Traditional Pilots vs. Viewer Measurement

Few know and appreciate that one of the best examples of the power, indeed the magic, of modern data analytics is Netflix’s series House of Cards (HOC).


Indeed, HOC registers as one of the most successful TV and video programming introductions of all time. Yet, what is most remarkable is how HOC was developed and introduced. As HOC star Kevin Spacey explained in his iconic YouTube speech, “Netflix was the only network that said, ‘We believe in you…we’ve run our data, and it tells us the audience would watch this series’” (emphasis added).

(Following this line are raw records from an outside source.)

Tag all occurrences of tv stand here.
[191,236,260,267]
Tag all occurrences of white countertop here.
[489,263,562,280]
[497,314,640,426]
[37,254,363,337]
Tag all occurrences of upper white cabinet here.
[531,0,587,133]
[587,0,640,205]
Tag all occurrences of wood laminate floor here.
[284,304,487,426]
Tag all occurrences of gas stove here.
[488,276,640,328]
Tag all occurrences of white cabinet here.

Netflix replaced the traditional (and very expensive) “pilot” TV test process with intimate knowledge (via intensive data analytics) of the Netflix viewer. Netflix used its sophisticated data analytics as a basis to invest $100 million upfront in HOC; then, as a basis to green light HOC for at least four seasons (thru 2016), and for today’s 39 completed episodes. Today, Netflix producers envision a 12-season collection of HOC, through 2023.


Anther Example: AMC and ‘Mad Men’

Other ways in which data about viewers is being collected are nearly as interesting. AMC, the network home of The Walking Dead and Mad Men, has also taken a fascinating lean toward data collection and analysis.

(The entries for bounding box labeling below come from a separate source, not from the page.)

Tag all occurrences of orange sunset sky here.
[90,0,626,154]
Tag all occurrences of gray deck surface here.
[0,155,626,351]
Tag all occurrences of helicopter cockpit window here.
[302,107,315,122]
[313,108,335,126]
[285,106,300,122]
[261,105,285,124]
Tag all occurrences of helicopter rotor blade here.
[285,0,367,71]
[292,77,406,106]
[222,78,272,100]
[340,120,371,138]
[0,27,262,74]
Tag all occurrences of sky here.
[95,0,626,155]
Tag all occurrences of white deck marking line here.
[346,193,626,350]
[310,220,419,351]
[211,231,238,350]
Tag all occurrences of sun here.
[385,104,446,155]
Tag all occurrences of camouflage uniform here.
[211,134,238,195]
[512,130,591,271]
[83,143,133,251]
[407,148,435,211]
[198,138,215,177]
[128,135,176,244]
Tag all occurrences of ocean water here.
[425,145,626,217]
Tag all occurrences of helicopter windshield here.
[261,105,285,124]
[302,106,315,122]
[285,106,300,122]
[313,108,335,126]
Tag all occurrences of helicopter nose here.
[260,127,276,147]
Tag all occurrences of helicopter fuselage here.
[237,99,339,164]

As noted in a recent, free IBM-New Bay Media whitepaper, Vitaly Tsivin, AMC’s SVP of business intelligence, used IBM’s advanced analytics to get a richer picture of who its viewers are, what they want, and how to keep their attention in an increasingly crowded entertainment marketplace.


“We need to know who’s watching and why, and we need to know it quickly, so that we can decide…whether to run an ad or a promo in a particular slot during tomorrow night’s episode of Mad Men,” Tsivin said.


Much of the challenge comes from having so much information available – hundreds of billions of rows of data from industry providers such as Nielsen and comScore; from channels such as AMC’s TV everywhere live Web streaming app and video-on-demand service; from retail partners such as iTunes and Amazon; and from third-party online video services such as Netflix and Hulu – and the need to analyze data minute-by-minute and viewer-by-viewer.


And CBS, Too

A recent article talked of CBS News Digital (CBSN), a free, ad-supported streaming news network, available on the Web, via mobile and on connected TVs. Providing 15 hours a day, typically, of news-related content, CBSN taps into its deep well of video viewer data and analytics, much of it via social media, to determine what  viewers want to see (or see more of).


The data analysis also helps CBS News strategize what content to promote on its social channels. Additionally, data influences CBSN content in the presentation itself, i.e., if the average age of the viewing audience is 40 years old, a subtle but important change involves dressing male news anchors without ties, and having all anchors stand instead of sit behind a desk occasionally.


CBSN is another prime example of how networks and others in the ecosystem are accessing data and analyzing it to drive better viewing and thus more profits in the making and distribution of content.


10 Lessons

The IBM white paper mentioned above spells out 10 key lessons that members of the telecom, media, and entertainment ecosystem need to consider and eventually understand and implement if they are to be successful in marketing and selling future content, including (1) Know Your Goals; (2) Know the Viewer; and (8) Realize the Vastness and Potential of Today’s Analytics.


A current telecom adage has it, “We will see more change in the next 10 years than we have in the past 100.” Data analytics in the media, entertainment and telecom worlds (especially the video part of those) is a perfect example of this very lesson.